- Zorganizowane grupy, które wręcz można nazwać bojówkami, bo na niektórych spotkaniach pojawiają się te same twarze, próbują zakłócić nasze rozmowy z Polakami. Mam jeden komunikat: będziemy rozmawiać, żadne krzyki nie przerwą tego dialogu - stwierdziła na briefingu prasowym rzecznik rządu Joanna Kopcińska.
Rzecznik rządu odniosła się w ten sposób do przepychanek, do jakich doszło pod koniec spotkania premiera Mateusza Morawieckiego w Gdańsku w historycznej sali BHP Stoczni Gdańskiej.
"Zorganizowane grupy, które można wręcz nazwać bojówkami, bo na niektórych spotkaniach pojawiają się te same twarze, próbują zakłócić nasze rozmowy z Polakami"
- mówiła Kopcińska. W jej ocenie nie jest przypadkiem, że na spotkaniach z premierem w różnych częściach kraju pojawiają się te same osoby i padają te same pytania.
Jesli ktoś wątpi, że to zorganizowana akcja rozbijania spotkań parlamentarzystów @pisorgpl - ten sam człowiek, po lewej spotkanie z @RyszardTerlecki dwa tygodnie temu, gdzie wszczynał awantury, po prawej dziś na spotkaniu z @MarekKuchcinski.
— Radosław Fogiel (@radekfogiel) 20 maja 2018
To samo dziś z @MorawieckiM w Gdańsku. pic.twitter.com/PceP6fED9g
Oj, bardzo krótka jest ławka sztafety totalnej opozycji! Ten sam jegomość awanturował się podczas spotkania Ministra @mblaszczak z Mieszkańcami mazowieckiej Dąbrówki k. Radzymina 21.04.2018 r. https://t.co/bEhBZNB3Id
— Łukasz Kudlicki (@lukakudlicki) 20 maja 2018
"Mam jeden komunikat: żadne krzyki nie przerwą tego dialogu, te krzyki również nie przykryją braku programu. Niestety brak programu, brak konkretnych działań dla Polski, dla Polaków wyraża się przez opozycję nasyłaniem takich zorganizowanych grup. Ale informuję i przekazuję: ten dialog będzie trwał"
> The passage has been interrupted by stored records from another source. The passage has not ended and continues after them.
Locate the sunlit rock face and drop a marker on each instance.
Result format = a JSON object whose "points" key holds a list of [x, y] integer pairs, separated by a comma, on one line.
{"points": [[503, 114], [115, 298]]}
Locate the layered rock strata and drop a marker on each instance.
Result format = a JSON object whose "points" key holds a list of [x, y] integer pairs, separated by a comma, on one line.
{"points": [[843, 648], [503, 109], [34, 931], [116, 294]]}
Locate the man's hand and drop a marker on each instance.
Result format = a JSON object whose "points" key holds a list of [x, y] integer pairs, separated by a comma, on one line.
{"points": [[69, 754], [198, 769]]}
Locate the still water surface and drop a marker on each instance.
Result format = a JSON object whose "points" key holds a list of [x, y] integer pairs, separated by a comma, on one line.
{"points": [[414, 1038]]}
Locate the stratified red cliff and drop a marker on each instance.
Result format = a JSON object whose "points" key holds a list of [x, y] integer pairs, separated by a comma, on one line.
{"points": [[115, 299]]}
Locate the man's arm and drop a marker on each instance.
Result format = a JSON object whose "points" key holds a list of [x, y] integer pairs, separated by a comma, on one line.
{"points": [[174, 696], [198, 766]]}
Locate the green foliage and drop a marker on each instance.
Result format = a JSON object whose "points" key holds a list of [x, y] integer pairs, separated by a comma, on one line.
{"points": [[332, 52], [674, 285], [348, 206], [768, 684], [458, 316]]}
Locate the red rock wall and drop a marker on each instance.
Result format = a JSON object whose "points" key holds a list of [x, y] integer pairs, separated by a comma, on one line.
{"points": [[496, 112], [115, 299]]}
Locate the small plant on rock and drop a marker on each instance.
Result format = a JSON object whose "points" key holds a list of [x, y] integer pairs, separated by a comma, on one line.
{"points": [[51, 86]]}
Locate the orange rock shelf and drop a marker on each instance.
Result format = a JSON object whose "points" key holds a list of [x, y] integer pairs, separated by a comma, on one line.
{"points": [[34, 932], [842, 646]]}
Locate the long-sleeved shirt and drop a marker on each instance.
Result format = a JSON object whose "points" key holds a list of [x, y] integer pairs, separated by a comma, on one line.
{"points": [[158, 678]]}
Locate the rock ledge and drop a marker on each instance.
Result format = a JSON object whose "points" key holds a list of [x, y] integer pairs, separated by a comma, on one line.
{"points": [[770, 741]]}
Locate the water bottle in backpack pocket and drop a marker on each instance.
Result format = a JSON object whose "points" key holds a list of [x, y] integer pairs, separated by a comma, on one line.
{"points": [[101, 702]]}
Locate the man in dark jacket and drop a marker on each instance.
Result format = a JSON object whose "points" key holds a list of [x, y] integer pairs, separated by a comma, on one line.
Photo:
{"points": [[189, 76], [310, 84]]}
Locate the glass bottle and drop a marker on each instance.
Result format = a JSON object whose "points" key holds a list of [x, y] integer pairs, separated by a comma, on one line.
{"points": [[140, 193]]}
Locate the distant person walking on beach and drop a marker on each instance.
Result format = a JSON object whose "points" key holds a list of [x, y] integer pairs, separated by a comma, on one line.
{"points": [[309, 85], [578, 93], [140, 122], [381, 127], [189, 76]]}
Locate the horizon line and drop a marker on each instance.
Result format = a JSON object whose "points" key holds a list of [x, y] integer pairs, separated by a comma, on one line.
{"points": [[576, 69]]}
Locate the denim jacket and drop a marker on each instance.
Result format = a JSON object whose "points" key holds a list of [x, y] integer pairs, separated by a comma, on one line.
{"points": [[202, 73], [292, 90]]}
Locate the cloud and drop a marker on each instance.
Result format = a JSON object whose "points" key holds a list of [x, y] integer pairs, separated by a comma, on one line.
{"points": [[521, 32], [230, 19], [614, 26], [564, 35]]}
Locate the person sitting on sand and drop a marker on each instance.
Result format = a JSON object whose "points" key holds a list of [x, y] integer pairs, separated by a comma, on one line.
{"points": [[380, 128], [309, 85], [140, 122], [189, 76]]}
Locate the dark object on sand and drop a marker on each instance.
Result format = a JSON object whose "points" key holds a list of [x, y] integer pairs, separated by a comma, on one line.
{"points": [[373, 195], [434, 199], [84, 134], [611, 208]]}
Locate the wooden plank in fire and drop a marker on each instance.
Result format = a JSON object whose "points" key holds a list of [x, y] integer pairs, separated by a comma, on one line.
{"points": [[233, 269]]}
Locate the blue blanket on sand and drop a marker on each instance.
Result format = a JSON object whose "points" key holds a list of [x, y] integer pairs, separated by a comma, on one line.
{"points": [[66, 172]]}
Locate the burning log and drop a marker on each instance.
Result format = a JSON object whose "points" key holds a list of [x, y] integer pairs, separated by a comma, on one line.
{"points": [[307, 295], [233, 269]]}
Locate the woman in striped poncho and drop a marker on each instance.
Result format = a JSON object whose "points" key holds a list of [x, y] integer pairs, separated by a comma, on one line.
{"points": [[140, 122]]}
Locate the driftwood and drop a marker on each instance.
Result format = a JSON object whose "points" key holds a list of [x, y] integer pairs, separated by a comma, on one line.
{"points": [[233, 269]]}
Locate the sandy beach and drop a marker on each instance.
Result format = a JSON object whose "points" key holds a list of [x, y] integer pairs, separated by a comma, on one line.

- powiedziała rzeczniczka rządu.
"Będziemy rozmawiać z każdym, będziemy mówić o tym, co zrobiliśmy, co zrobimy w nadchodzących tygodniach, miesiącach, bierzemy się do pracy i planujemy kolejne spotkania"
- dodała.
.@j_kopcinska o zajściach w #Gdańsku: Zorganizowane #grupy, które wręcz można nazwać #bojówkami, bo na niektórych spotkaniach pojawiają się te same twarze, próbują zakłócić nasze rozmowy z #Polakami. Mam jeden komunikat: Będziemy rozmawiać, żadne krzyki nie przerwą tego #dialogu pic.twitter.com/UOUQ9d5jav
— TVP Info ?? (@tvp_info) 20 maja 2018
Jak już dziś informowaliśmy - wśród osób, które rozpętały dzisiejszą awanturę, był Radomir Szumełda, pomorski działacz KOD, dobry znajomy Donalda Tuska.